This week I made my first forays into running generative networks for synthesizing 3D models for video games. My goal was to take an existing model and try training it with a dataset of 3D game assets to see what sorts of outputs it would produce.
For my first attempt here I used the model of Soltani et al. from their paper “Synthesizing 3D Shapes via Modeling Multi-View Depth Maps and Silhouettes with Deep Generative Networks”. This is one of the papers I highlighted in my academic literature review, and I chose this one to start with over the others because I was curious to see how its unique point cloud output would work as I had not worked with this data type before. I obtained the group’s project code from GitHub at (Link).
The authors of the paper used data from the ShapeNet Core dataset, which includes 3D models of standard objects such as cars, chairs, guitars, etc. As my project is interested in video game models I obtained assets from models-resource.com to use as training data. As the network is designed for learning a particular category of objects, I decided to test it with 100 different Pokémon models from the 3DS games, a good type of game model with lots of samples in the same “category”.

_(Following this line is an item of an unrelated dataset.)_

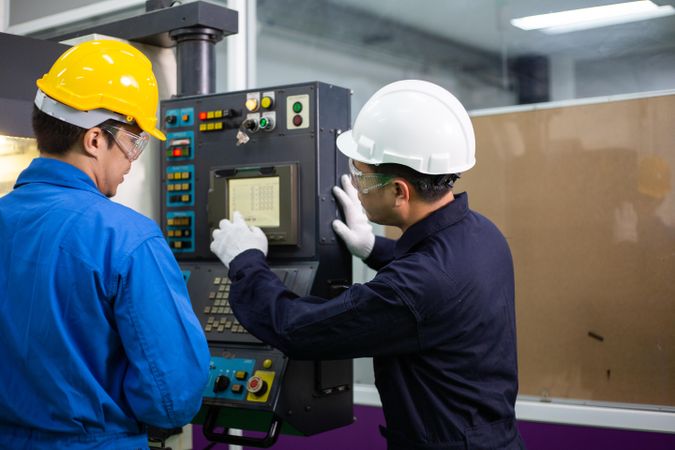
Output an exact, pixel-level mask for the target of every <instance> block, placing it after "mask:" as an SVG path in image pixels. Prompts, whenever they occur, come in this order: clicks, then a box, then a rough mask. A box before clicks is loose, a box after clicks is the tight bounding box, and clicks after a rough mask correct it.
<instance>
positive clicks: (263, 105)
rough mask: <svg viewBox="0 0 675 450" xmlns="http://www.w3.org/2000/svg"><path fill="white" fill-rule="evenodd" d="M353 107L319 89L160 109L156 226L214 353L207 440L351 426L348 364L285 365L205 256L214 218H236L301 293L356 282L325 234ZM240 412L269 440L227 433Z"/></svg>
mask: <svg viewBox="0 0 675 450" xmlns="http://www.w3.org/2000/svg"><path fill="white" fill-rule="evenodd" d="M349 105H350V93H349V91H348V90H347V89H344V88H340V87H336V86H332V85H328V84H324V83H319V82H312V83H304V84H297V85H290V86H278V87H271V88H265V89H255V90H250V91H242V92H232V93H226V94H209V95H198V96H184V97H178V98H174V99H171V100H165V101H163V102H162V106H161V117H162V118H163V120H164V122H165V131H166V134H167V140H166V141H165V143H164V148H163V151H162V153H161V178H162V179H161V202H162V212H161V217H162V224H161V225H162V229H163V231H164V233H165V236H166V238H167V241H168V242H169V246H170V247H171V249H172V250H173V252H174V254H175V255H176V258H177V259H178V260H179V263H180V266H181V268H182V270H183V274H184V277H185V280H186V282H187V285H188V290H189V292H190V298H191V300H192V304H193V307H194V309H195V312H196V313H197V315H198V317H199V319H200V321H201V323H202V326H203V327H204V330H205V333H206V337H207V339H208V341H209V346H210V349H211V355H212V357H211V363H210V368H209V371H210V376H209V382H208V384H207V386H206V388H205V390H204V408H203V412H202V414H200V416H198V417H199V418H198V421H201V420H204V434H205V436H206V437H207V438H208V439H209V440H212V441H217V442H226V443H232V444H241V445H251V446H261V447H267V446H270V445H272V444H273V443H274V442H275V441H276V439H277V436H278V434H279V432H280V430H281V426H280V425H281V424H282V422H285V423H287V424H289V425H291V426H292V428H293V429H294V431H295V432H298V433H301V434H305V435H310V434H315V433H318V432H321V431H325V430H328V429H331V428H336V427H339V426H343V425H347V424H349V423H351V422H352V421H353V416H352V406H353V405H352V392H351V388H352V362H351V360H346V361H296V360H290V359H288V358H287V357H286V356H285V355H283V354H282V353H281V352H280V351H278V350H276V349H274V348H272V347H270V346H268V345H265V344H264V343H263V342H261V341H259V340H258V339H257V338H255V337H254V336H252V335H251V334H249V333H248V332H247V331H246V329H244V327H243V326H242V325H241V324H239V323H238V322H237V319H236V317H235V316H234V314H233V312H232V309H231V307H230V304H229V301H228V300H229V289H230V280H229V279H228V277H227V272H226V270H225V267H224V266H223V265H222V264H221V263H220V261H218V260H217V259H216V257H215V256H214V255H213V254H212V253H211V251H210V250H209V245H210V242H211V232H212V230H213V229H214V228H216V227H217V226H218V223H219V221H220V220H221V219H223V218H231V217H232V214H233V212H234V211H240V212H241V213H242V215H243V216H244V218H245V220H246V221H247V222H248V223H249V224H252V225H256V226H259V227H261V228H262V230H263V231H264V232H265V234H266V235H267V238H268V240H269V254H268V260H269V263H270V266H271V268H272V270H273V272H274V273H275V274H276V275H277V276H279V278H280V279H281V280H282V281H283V282H284V283H285V285H286V286H287V287H288V288H289V289H290V290H292V291H293V292H295V293H296V294H298V295H307V294H312V295H316V296H321V297H326V298H330V297H333V296H335V295H337V294H338V293H339V292H341V291H342V290H343V289H344V288H345V287H346V286H348V285H349V284H350V283H351V257H350V256H349V253H348V252H347V251H346V248H345V247H344V245H343V244H342V243H341V242H339V240H338V239H337V238H336V235H335V234H334V232H333V231H332V228H331V222H332V221H333V220H334V219H335V218H337V217H338V212H339V211H338V207H337V205H336V202H335V200H334V198H333V195H332V193H331V189H332V187H333V186H334V185H336V184H337V183H338V182H339V177H340V175H341V174H343V173H346V172H347V170H348V169H347V161H346V159H345V158H344V157H342V156H341V154H340V153H339V152H337V151H336V147H335V137H336V134H337V133H338V130H340V129H345V128H347V127H348V126H349V121H350V108H349ZM221 411H222V415H221ZM233 412H235V413H234V414H233ZM247 417H253V419H252V420H253V422H254V423H259V422H260V421H261V420H262V422H263V423H264V424H265V428H266V434H265V436H263V437H250V436H234V435H231V434H229V432H228V430H227V428H230V427H235V428H246V423H242V422H241V421H240V420H239V419H242V418H247ZM219 426H223V427H225V428H226V430H225V431H224V432H217V431H216V429H217V427H219Z"/></svg>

The models I downloaded came in several formats as well as including extra data such as textures that I discarded. I imported a COLLADA .dae of each model into Blender, and joined separate any separate meshes into one single mesh before exporting it as an STL file. I repeated this (tedious) process for each of the 100 Pokémon meshes.

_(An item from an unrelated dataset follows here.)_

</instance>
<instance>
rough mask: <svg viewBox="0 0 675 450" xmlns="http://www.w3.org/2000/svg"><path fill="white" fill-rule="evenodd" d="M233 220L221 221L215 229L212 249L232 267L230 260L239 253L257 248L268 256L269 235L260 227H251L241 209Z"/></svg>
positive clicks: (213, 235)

Next, I used a program included with the GitHub repo called
renderDepth to create depth maps of each mesh, the way that this network takes in inputs. This was somewhat awkward because while all other operations for running the network were designed to take place in Unix, this program was a .EXE for some reason so I had to transfer files to Windows, run the program, and transfer the results back. However the results were very cool-looking depth maps for each of the models, with one image for each of twenty different camera viewpoints.
Next came the main step of actually training the network. The repo included several Lua scripts that processed input arguments and then made the appropriate calls to PyTorch to perform training, validation, testing, and the different experiments included. In order to figure out how to call the training program with the arguments I needed, I had to wade through the scant documentation on the GitHub page, in a few READMEs, as well as the scripts themselves. The model included three different network variations: AllVPNet, which is the standard model that takes 20 viewpoints, DropoutNet, which also takes 20 viewpoints but randomly discards 15 to 18 of them before the encoder stage, and SingleVPNet, where only one image is taken randomly from the 20 viewpoints. From the paper I gathered that AllVPNet had the highest performance of the three across several metrics, and thus decided to work with that model.
With the network set, I ran training for 80 epochs, which took around 15 minutes on my GTX 1060. As I tried to run training again later, I ran into some errors about running out of memory, which seems possible given my average graphics card and only 6GB of VRAM. However in those cases when I restarted my computer I was able to complete training.
When the included script finished training it also performed several sample experiments that gave me samples from the learned manifold of shapes. The results, however, were many egg-shaped blobs of slightly different shapes and sizes. This could mean that the model only learned the notion of some vague “torso” for each of the Pokémon models, or given that the Pokémon models’ torsos were all centered this could just be a product of general averaging of the shapes as well. The results were somewhat disappointing, but I also wasn’t particularly surprised since I trained with only 100 samples and chose Pokémon with widely different body shapes and features. For example in the images above the Teddiursa is bipedal, has round ears and round geometry, while the Arcanine is a quadruped with more detailed and spiky geometry from its fur.
To make sure that these results were not from incorrect setup of the model, I ran the same training and manifold-sampling procedure on 50 models of headphones from the ShapeNet Core dataset. These results were by no means perfect either but did show recognizable learning by the model of the general shape of headphones, which indicated my result came from either poor choice of data, or inherent deficiencies of the model itself.
With my Pokémon blobs, I ran an additional included program to visualize the separate viewpoints into one 3D point cloud for each model. This took several attempts to get it to work but eventually I was able to get out PLY files which I imported into Blender. Here I was able to confirm that the point clouds had cavities in their centers, which I took as a good sign that the network had learned some sort of body cavity concept rather than just averaging points at the center. I also attempted to transform these point clouds into real meshes using MeshLab, but having not used this software before the meshes had fairly jagged geometry and I was unable to get a satisfactory result this week.
Moving forward, I am more aware of the challenges of my problem space, but based upon the still somewhat successful results I got this week given the circumstances, I am still hopeful about the future trajectory of the project. I can continue to work with this multi-depth-map model on an improved dataset, or I could try one of the voxel models I researched. However as the voxel output has such low resolution I am doubtful of that approaches’ usefulness for my application (which is a reason why I chose the point cloud model this week). Ultimately I need to also read through the paper(s) deeper to understand how the models are actually built and, which a bit of self-study likely, start to theorize how I may be able to improve the networks for my task.